Many providers and healthcare systems recognize that incorporating assessment directly into perinatal care could potentially reduce false positives, increase opportunities to engage patients in treatment, improve care coordination, and reduce costs. However, it is a daunting prospect for underresourced clinics to consider incorporating assessment of depression into perinatal care. This study has demonstrated that with careful attention to provider training and support, work flow coordination, and multidisciplinary collaboration, it is feasible to incorporate routine diagnostic assessment for depression directly into perinatal care for women with positive scores on a depression screen. It has shown that doing so substantially increases treatment entry for women with major depression, compared to prior screen and refer models.
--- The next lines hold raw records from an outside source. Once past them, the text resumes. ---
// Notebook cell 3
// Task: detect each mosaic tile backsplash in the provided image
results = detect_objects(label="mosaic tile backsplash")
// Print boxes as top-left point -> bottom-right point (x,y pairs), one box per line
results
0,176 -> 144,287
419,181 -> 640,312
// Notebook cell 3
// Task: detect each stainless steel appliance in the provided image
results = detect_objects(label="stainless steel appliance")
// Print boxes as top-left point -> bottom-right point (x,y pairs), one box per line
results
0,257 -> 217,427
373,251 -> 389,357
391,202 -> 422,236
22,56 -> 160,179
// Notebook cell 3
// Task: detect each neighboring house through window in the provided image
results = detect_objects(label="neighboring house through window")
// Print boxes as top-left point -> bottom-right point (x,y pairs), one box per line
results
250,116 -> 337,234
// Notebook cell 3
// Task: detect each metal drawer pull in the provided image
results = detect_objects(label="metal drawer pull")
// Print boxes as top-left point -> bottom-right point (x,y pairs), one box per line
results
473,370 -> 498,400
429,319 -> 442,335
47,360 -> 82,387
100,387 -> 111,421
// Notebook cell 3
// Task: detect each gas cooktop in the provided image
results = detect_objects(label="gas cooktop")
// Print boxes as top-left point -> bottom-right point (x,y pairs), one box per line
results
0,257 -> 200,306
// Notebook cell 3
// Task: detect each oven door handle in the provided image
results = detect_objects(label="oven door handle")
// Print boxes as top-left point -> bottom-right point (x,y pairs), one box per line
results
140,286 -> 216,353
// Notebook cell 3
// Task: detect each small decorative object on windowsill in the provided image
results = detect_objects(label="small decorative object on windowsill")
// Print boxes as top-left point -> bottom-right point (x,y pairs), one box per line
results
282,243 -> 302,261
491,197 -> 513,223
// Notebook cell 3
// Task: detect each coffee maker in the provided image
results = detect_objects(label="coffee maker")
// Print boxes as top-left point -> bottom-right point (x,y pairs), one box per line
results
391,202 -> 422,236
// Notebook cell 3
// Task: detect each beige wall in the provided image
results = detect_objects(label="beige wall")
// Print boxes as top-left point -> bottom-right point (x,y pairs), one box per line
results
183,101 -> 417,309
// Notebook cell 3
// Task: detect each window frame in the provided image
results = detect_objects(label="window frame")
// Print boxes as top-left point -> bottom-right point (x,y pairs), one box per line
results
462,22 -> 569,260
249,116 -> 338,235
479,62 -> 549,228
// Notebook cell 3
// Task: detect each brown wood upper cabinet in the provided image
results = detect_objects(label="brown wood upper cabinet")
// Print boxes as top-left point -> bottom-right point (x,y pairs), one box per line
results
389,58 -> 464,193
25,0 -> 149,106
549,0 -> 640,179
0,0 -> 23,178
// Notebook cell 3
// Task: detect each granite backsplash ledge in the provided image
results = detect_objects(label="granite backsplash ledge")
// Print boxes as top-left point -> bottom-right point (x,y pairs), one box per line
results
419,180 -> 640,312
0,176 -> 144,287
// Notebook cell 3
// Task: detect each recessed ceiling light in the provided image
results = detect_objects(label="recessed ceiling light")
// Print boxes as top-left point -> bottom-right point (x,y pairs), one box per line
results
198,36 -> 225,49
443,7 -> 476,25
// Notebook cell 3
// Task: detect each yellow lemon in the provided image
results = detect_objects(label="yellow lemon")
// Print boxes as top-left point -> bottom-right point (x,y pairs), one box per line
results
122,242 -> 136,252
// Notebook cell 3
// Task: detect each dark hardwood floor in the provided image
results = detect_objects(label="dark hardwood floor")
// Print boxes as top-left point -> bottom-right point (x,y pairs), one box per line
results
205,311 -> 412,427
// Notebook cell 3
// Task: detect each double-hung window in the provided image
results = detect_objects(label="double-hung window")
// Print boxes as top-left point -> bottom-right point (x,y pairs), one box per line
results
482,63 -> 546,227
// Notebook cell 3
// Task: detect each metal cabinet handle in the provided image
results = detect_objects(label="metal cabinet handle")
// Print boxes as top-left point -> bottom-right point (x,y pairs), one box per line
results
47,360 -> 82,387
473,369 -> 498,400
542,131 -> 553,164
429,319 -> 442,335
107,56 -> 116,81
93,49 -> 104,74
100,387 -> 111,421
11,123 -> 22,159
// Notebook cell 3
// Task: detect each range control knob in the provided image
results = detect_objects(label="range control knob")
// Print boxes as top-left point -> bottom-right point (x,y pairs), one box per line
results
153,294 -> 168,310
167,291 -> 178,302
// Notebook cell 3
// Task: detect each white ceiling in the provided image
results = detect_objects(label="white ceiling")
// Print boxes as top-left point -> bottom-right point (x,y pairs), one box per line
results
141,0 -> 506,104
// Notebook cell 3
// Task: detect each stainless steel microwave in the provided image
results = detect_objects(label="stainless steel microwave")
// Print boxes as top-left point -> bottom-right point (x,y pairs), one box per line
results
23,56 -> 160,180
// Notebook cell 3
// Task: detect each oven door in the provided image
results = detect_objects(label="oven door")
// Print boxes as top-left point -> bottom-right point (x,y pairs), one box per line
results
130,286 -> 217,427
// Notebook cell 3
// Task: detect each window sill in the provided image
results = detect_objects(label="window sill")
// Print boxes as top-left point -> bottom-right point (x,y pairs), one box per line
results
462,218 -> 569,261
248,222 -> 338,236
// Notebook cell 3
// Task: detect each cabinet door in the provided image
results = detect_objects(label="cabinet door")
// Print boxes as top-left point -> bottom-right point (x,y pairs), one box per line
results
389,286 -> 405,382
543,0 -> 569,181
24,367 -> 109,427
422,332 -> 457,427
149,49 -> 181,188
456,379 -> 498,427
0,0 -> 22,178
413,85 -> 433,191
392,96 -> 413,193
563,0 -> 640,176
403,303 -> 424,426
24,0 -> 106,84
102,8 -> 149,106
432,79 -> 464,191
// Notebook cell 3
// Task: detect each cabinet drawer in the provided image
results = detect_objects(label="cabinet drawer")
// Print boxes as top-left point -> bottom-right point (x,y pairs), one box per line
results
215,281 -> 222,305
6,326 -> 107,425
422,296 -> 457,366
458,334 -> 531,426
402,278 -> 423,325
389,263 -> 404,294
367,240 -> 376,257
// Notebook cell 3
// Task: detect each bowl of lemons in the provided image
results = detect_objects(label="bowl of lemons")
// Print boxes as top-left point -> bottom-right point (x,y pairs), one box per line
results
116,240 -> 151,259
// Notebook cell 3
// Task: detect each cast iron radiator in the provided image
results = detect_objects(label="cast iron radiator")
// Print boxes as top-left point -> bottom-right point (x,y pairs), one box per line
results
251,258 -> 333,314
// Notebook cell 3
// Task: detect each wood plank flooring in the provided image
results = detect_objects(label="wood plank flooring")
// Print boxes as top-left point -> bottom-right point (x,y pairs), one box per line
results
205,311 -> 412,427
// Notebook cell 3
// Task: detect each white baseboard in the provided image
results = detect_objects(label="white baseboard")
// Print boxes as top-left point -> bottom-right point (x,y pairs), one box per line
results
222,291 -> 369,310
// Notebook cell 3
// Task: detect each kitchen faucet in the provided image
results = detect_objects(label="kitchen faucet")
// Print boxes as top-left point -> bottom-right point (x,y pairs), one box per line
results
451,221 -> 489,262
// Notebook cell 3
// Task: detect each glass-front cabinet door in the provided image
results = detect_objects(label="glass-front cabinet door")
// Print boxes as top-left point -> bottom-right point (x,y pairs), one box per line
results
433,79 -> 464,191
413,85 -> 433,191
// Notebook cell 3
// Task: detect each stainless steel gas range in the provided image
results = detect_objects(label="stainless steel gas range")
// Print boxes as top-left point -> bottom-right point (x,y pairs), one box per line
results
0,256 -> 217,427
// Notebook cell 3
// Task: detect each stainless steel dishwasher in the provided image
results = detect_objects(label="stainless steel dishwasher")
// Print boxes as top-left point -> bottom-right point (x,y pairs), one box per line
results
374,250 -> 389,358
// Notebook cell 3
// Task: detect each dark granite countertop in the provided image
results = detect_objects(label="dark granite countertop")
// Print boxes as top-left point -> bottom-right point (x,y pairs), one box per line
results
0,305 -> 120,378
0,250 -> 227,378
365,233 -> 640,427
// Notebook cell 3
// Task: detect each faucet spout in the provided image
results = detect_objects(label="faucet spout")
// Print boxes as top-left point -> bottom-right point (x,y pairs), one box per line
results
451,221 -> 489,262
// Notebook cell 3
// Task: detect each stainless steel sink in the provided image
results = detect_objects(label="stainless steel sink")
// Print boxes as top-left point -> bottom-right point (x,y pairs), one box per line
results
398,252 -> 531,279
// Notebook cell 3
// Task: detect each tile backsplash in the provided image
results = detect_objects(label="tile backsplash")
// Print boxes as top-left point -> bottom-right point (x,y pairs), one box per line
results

This study has several limitations that should be noted and that highlight the need for additional research. The study site did not include pediatricians, so the model does not address the effectiveness of postpartum maternal depression screening during pediatric visits. In addition, it is possible that some mental health treatment entry occurred that was not reflected in the medical records and, therefore, was not included in the study data. The finding that less than half of the women in this study who screened positive on the PHQ-9 were diagnosed by their perinatal clinicians as having major depression suggests the need for additional research to improve the efficacy of perinatal depression screening tools and assessment methodology. Until further research confirms the accuracy of brief diagnostic assessments conducted by trained perinatal clinicians, it would be premature to recommend this model for widespread adoption in clinical practice.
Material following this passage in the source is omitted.